“Although the Middle East remains beset with perennial challenges, the region is quieter than it has been for decades.” That was the confident declaration made by Joe Biden’s national security adviser, Jake Sullivan, in a 7,000-word essay published in Foreign Affairs one year ago.
Unfortunately for Sullivan, the article was sent to the printer on October 2, 2023. Five days later, Hamas demolished Sullivan’s assertion that “we have de-escalated crises in Gaza” when the terrorist group massacred some 1,200 Israelis and kidnapped more than 200.
Since then, the region has been in a state of upheaval not seen in half a century—since the last surprise attack on Israel almost exactly 50 years previously, on Yom Kippur 1973. And at every single major hinge point of Israel’s war with Iran’s proxies, the U.S. has been as wrong as Sullivan was in that essay.
The White House said don’t go into Gaza. Israel did, and in a sustained campaign killed a high proportion of Hamas fighters. Team Biden-Harris said don’t go into Rafah. Israel ignored those warnings, too, and in February liberated two hostages there. Ten days ago, a routine Israeli patrol in Rafah spotted the mastermind of the massacre, Yahya Sinwar, who was killed soon after. Washington said don’t send troops into Lebanon. Israel sent them anyway and in a matter of weeks has inflicted severe damage on Hezbollah’s positions there.

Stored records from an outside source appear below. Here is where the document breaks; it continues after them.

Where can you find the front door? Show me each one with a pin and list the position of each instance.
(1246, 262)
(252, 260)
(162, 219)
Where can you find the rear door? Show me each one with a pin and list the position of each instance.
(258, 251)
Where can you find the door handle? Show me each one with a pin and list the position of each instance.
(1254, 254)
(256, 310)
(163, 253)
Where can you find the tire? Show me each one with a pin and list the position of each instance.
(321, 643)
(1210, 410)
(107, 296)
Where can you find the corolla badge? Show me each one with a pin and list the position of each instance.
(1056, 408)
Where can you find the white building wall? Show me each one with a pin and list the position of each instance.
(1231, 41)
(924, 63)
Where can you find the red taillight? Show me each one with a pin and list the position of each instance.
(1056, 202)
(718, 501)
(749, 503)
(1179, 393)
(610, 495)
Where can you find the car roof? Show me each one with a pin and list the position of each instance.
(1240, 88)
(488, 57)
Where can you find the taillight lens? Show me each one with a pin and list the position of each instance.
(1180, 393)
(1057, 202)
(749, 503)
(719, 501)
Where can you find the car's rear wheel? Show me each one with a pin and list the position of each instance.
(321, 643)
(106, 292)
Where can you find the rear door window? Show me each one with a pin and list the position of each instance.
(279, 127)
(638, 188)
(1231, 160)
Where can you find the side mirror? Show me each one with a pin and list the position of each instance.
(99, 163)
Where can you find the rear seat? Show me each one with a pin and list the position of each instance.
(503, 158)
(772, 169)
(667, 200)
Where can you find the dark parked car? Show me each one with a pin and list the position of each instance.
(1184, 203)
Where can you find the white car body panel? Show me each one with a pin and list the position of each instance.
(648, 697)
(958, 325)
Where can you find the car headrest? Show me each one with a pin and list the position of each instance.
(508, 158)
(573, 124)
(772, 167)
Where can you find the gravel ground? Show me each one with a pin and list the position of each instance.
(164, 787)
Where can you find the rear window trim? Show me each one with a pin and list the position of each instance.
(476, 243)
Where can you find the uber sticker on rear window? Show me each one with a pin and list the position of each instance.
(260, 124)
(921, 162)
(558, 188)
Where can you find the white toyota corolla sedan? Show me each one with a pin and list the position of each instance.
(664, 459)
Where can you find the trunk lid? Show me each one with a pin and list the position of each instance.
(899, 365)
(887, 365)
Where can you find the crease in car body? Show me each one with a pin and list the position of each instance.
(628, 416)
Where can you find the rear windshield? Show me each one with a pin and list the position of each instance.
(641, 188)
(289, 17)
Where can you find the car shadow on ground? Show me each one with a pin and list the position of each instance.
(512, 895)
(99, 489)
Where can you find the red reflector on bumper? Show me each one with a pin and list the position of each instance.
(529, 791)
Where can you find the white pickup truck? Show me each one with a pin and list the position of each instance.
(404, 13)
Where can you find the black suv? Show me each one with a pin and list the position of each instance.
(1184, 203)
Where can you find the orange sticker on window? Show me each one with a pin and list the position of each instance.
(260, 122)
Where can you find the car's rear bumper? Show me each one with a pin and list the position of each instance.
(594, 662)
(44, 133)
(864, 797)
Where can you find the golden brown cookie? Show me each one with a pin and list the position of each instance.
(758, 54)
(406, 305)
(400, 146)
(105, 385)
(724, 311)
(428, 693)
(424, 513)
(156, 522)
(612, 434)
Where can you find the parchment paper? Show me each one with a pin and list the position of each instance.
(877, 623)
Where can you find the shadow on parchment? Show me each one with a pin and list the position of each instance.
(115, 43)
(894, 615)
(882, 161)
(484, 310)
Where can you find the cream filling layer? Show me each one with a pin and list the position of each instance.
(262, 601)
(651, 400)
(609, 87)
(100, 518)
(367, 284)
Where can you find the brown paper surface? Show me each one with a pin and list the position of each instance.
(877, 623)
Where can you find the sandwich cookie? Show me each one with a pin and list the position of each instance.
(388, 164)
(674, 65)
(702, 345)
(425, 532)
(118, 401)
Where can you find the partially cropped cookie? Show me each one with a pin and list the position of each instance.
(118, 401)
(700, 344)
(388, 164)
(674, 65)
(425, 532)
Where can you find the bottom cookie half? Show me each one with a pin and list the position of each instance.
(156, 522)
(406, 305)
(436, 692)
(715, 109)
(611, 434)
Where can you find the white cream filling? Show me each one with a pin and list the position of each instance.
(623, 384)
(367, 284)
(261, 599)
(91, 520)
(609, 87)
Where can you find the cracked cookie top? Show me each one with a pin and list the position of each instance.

Biden and Harris said “Ceasefire now!” but Israel had no interest in a ceasefire that gave Hamas breathing space to regroup. Finally, the U.S. warned against Israel directly attacking Iran. An as yet unidentified U.S. government official even appears to have leaked Israel’s plans to Tehran—a scandal that ought to be front-page news. You know what happened next.